'Now imagine Ray Gruliow.'

'I didn't dream about Ray,' I said, 'and this isn't going to work. I appreciate what you're trying to do—'

'I know you do.'

'But it's not going to work.'

'I know. Can I ask you a couple of questions?'

'I suppose so.'

'What's your name?'

'Matthew Scudder.'

'What's your wife's name?'

'Elaine Mardell. Elaine Mardell Scudder.'

'Do you love her?'

'Do you have to ask?'

'Just answer the question. Do you love her?'

'Yes.'

'Who'd you dream about?'

'Nice try, but it's not going to…'

'Yes?'

'I'll be a son of a bitch.'

'So? Are you going to tell me?'

'Pleased with yourself, aren't you?'

'Pleased beyond measure, and—now stop that!'

'I just want to touch it for a minute.'

'Say the name, will you? Before it slips your mind again.'

'It won't,' I said. 'Now why in the hell would I dream about him?'

'Fine, keep me in suspense.'

'Glenn Holtzmann,' I said. 'How did you do that?'

'Ve haff vays of making you remember.'

'So it would seem. Glenn Holtzmann. Why Glenn Holtzmann, for Christ's sake?'

I was no closer to the answer an hour later when I went downstairs for the papers. Then I forgot Glenn Holtzmann for the time being.

There had been another letter from Will.

9

'An Open Letter to the People of New York.'

That's how Will headed it. He had addressed and mailed it, like all the others, to Marty McGraw at the

Daily News, and they were the ones with the story. They gave it the front-page headline and led with it, under McGraw's byline. His column, 'Since You Asked…' ran as a sidebar, and the full text of Will's letter appeared on the page opposite. It was a long letter for Will, running to just under eight hundred words, which made it just about the same length as McGraw's column.

He started out by claiming credit (or assuming responsibility) for the murder of Adrian Whitfield.
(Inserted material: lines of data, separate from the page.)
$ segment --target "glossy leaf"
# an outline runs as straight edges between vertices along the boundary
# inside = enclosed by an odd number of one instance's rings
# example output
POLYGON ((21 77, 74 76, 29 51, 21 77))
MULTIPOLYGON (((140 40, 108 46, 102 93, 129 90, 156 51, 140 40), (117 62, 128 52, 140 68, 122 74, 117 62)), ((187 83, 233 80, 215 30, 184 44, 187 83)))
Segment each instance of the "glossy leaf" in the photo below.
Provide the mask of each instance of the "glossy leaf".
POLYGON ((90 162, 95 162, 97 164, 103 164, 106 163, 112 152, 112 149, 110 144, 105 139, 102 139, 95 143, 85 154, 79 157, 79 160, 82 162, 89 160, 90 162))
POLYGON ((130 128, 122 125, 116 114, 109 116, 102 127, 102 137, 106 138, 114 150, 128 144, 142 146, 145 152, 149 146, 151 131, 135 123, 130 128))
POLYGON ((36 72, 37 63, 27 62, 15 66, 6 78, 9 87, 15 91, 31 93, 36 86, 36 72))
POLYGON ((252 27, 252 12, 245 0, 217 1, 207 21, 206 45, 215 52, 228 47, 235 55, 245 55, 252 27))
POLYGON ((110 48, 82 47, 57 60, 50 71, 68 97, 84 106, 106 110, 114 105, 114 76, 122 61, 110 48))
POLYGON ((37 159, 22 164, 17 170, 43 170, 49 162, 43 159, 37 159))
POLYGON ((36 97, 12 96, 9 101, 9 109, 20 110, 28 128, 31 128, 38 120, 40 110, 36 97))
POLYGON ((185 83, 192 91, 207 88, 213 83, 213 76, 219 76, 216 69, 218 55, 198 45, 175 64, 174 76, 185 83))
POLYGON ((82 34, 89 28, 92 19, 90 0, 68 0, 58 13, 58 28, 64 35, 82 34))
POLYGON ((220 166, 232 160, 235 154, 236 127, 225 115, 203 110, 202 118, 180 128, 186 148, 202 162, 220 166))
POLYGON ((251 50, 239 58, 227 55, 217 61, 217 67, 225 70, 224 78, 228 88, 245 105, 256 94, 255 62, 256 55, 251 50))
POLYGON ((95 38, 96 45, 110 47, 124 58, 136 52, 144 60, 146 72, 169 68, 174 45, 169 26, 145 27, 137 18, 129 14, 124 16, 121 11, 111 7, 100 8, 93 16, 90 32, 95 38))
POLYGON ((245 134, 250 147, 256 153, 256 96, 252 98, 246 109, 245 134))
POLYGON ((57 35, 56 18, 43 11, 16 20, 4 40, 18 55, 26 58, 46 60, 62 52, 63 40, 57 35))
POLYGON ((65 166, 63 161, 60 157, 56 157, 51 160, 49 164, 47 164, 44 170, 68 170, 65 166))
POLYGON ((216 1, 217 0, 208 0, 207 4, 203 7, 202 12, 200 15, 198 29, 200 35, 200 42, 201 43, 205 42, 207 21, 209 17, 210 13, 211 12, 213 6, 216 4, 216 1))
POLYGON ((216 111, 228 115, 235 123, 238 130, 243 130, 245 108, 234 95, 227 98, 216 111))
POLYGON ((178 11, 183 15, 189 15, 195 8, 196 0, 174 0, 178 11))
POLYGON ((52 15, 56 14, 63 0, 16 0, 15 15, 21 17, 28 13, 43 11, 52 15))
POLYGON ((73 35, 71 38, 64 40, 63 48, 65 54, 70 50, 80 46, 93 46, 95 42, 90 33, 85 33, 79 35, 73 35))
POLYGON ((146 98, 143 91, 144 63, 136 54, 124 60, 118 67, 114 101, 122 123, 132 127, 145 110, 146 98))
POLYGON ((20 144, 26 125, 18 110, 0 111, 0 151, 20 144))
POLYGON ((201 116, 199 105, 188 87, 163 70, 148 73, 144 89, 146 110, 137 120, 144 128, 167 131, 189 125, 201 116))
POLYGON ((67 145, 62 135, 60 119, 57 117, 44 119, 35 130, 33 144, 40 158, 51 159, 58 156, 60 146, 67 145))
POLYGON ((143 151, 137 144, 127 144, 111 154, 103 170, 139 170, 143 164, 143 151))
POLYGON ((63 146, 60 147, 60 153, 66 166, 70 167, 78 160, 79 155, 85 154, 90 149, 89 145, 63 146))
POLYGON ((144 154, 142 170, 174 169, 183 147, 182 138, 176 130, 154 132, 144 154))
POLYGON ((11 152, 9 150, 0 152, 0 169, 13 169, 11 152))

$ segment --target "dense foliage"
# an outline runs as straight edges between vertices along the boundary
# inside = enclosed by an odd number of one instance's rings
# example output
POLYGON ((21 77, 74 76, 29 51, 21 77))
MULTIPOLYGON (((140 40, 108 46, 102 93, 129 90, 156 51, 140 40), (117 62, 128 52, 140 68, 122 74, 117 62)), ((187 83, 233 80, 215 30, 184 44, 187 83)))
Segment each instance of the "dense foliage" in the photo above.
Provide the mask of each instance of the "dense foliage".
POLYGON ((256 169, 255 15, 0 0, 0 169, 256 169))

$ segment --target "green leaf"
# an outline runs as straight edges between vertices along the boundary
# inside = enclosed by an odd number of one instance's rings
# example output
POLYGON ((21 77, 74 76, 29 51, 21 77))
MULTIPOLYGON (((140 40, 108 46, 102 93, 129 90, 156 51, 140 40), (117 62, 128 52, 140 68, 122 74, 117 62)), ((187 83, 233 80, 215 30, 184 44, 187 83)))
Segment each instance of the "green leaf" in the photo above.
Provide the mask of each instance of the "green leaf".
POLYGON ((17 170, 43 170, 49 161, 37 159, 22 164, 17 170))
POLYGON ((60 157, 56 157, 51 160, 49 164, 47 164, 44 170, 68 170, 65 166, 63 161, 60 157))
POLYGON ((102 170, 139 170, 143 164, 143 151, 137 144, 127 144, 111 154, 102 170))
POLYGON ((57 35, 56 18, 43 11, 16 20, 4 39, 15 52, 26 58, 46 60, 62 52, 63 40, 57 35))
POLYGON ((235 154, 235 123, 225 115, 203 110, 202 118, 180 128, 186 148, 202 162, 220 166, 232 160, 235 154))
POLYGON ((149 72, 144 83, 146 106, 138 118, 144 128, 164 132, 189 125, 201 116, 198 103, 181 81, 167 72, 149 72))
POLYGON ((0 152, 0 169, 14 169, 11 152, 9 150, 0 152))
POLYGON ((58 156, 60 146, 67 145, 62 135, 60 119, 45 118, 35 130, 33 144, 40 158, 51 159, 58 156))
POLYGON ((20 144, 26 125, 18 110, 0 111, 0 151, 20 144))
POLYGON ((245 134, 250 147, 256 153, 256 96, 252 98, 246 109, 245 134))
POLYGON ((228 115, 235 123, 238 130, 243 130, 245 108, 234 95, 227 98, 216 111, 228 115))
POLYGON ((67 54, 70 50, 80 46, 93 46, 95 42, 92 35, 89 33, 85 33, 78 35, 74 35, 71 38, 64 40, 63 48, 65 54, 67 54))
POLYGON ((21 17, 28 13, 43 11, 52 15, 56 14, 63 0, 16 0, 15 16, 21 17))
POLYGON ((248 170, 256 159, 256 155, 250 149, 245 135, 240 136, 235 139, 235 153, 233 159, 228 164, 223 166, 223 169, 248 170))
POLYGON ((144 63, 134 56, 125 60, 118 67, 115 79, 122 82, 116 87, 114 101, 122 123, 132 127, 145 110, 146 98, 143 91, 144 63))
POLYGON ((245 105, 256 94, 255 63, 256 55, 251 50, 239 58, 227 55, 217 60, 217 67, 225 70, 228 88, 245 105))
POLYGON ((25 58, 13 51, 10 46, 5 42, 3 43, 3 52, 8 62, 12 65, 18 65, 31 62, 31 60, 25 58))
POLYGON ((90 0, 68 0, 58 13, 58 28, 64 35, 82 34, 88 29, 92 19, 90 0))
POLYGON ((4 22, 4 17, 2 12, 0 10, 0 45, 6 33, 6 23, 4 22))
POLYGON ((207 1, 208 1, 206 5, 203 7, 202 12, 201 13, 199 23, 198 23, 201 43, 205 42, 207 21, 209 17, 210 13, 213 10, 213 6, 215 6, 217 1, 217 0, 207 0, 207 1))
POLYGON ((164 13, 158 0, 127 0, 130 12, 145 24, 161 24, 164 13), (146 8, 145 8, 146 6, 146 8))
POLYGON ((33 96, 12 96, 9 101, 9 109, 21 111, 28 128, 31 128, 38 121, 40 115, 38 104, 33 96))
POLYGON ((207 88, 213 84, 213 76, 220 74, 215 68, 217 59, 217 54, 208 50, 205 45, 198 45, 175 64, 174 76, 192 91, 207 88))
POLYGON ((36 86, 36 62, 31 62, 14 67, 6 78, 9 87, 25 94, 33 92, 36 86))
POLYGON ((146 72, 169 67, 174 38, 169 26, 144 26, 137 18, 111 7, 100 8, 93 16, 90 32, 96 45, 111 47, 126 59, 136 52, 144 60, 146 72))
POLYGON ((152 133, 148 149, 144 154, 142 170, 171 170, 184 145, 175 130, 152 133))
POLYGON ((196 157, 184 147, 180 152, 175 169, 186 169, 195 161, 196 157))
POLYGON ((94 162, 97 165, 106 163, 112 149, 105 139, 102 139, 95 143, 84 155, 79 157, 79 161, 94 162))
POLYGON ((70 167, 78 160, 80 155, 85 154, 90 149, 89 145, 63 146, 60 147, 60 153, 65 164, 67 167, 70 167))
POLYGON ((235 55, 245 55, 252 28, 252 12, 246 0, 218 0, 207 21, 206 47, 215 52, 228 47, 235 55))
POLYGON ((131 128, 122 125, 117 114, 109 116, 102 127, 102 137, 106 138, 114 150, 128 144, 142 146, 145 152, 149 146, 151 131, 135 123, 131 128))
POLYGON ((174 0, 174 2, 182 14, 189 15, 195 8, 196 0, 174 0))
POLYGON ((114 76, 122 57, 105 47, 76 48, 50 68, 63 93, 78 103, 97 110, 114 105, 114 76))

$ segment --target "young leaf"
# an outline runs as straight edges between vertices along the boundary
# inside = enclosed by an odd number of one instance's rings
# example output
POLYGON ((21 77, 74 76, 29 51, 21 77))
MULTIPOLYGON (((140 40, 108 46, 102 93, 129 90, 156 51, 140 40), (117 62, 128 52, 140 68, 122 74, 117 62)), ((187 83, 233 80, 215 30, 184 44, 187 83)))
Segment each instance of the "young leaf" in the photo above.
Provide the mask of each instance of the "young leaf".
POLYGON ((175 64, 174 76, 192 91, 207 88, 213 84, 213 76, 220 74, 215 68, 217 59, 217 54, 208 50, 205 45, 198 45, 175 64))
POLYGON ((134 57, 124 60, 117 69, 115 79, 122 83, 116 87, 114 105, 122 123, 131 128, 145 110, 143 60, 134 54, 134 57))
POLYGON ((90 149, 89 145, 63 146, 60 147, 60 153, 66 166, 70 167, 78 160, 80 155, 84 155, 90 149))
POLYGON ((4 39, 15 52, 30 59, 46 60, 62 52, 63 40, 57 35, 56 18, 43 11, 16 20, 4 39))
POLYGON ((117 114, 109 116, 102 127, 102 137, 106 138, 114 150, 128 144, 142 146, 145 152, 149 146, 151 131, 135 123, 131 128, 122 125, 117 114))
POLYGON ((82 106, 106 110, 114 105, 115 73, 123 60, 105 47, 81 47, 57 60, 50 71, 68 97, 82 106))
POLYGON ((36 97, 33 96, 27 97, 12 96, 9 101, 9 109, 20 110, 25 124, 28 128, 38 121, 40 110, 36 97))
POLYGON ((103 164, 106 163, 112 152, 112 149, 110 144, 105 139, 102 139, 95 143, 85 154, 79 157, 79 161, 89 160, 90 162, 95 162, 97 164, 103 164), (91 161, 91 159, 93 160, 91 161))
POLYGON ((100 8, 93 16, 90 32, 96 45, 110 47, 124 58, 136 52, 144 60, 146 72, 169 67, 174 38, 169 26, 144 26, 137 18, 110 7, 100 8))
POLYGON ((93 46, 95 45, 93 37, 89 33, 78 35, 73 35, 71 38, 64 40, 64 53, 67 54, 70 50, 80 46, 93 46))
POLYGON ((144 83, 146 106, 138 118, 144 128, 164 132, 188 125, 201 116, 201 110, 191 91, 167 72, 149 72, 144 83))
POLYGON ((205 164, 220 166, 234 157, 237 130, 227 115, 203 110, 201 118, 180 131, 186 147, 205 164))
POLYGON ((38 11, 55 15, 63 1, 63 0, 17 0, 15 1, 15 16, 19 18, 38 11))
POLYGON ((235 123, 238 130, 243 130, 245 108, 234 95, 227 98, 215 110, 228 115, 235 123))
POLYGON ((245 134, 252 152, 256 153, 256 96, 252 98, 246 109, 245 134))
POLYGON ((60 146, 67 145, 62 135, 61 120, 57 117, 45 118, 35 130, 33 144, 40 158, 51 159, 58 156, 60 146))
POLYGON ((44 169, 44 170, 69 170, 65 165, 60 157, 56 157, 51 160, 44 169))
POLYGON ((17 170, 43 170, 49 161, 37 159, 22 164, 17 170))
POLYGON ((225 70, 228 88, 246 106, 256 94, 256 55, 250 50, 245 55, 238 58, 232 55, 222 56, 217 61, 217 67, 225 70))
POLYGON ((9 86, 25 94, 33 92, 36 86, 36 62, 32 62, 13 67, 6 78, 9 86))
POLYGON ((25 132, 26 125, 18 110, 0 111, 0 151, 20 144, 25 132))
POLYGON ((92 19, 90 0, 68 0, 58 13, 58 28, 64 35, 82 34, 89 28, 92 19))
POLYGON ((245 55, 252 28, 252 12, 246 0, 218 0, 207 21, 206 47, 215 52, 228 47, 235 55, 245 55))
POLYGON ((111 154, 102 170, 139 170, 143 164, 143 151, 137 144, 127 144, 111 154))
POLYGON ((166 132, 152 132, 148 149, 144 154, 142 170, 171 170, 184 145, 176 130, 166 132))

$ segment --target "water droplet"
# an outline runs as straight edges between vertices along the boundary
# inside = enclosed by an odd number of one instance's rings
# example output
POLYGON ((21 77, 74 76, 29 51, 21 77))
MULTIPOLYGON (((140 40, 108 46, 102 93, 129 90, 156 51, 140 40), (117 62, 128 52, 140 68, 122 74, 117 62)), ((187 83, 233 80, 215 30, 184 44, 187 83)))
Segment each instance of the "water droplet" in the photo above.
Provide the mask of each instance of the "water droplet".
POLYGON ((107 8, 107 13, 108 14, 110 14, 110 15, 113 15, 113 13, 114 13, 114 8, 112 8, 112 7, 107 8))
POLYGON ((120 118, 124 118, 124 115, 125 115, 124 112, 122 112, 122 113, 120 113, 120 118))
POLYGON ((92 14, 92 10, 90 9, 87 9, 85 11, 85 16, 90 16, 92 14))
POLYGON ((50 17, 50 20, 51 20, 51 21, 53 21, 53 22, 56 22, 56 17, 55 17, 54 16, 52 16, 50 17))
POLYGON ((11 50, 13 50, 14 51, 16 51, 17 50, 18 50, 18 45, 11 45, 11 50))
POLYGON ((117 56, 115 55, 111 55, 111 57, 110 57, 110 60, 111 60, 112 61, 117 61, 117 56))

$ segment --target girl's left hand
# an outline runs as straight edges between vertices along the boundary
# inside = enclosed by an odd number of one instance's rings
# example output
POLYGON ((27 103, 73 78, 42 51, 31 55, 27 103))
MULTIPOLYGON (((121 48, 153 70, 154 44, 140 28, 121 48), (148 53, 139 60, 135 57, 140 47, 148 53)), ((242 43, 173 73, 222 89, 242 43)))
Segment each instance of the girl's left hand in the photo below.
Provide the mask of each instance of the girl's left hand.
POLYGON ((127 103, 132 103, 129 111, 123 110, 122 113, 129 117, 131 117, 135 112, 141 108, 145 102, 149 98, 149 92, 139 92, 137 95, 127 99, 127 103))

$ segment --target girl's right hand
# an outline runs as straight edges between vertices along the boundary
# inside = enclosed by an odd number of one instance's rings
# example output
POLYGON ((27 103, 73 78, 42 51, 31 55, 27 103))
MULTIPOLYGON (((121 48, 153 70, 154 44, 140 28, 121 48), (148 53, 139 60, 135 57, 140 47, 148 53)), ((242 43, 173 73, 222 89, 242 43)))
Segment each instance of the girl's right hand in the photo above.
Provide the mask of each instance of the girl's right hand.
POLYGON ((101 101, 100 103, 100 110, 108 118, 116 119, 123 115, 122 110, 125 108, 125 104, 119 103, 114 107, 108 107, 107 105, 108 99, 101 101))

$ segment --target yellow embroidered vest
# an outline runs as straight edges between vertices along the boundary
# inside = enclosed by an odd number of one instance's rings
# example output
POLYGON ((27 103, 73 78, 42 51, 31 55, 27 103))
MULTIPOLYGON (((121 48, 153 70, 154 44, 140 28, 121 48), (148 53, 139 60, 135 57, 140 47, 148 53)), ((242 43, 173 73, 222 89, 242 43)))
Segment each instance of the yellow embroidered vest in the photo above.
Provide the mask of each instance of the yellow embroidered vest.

His tone was boastful; he talked at first about the elaborate security set up to protect Whitfield, the burglar alarm, the three shifts of bodyguards, the armor-plated limousine with the bulletproof glass. 'But no man can prevail against the Will of the People,' he proclaimed. 'No man can run from it. No man can hide from it. Consider Roswell Berry, who fled to Omaha. Consider Julian Rashid, behind his fortified walls in St. Albans. The Will of the People can reach across vast space, it can slip through the stoutest defenses.

No man can resist it.'

Whitfield, Will went on, was by no means the worst lawyer in the world. It had simply been his lot to serve as representative of an ineradicable evil in the legal profession, an apparent willingness to do anything, however abhorrent and immoral, in the service of a client. 'We nod in approval when an attorney defends the indefensible, and even tolerate behavior in a client's interest which would earn the lawyer a horsewhipping were he so to act on his own behalf.'

Then Will launched into an evaluation of the legal system, questioning the value of the jury system. There was nothing startlingly original about any of the points he raised, though he argued them reasonably enough so that you found yourself ready to forget you were reading the words of a serial murderer.

He ended on a personal note. 'I find I'm tired of killing. I am grateful to have been the instrument selected to perform these several acts of social surgery. But there is a heavy toll taken on him who is called upon to do evil in the service of a greater good. I'll rest now, until the day comes when I'm once again called to act.'

* * *

I had a question, and I made half a dozen phone calls trying to get an answer. Eventually I got around to calling the News. I gave my name to the woman who answered and said I'd like to talk to Marty McGraw.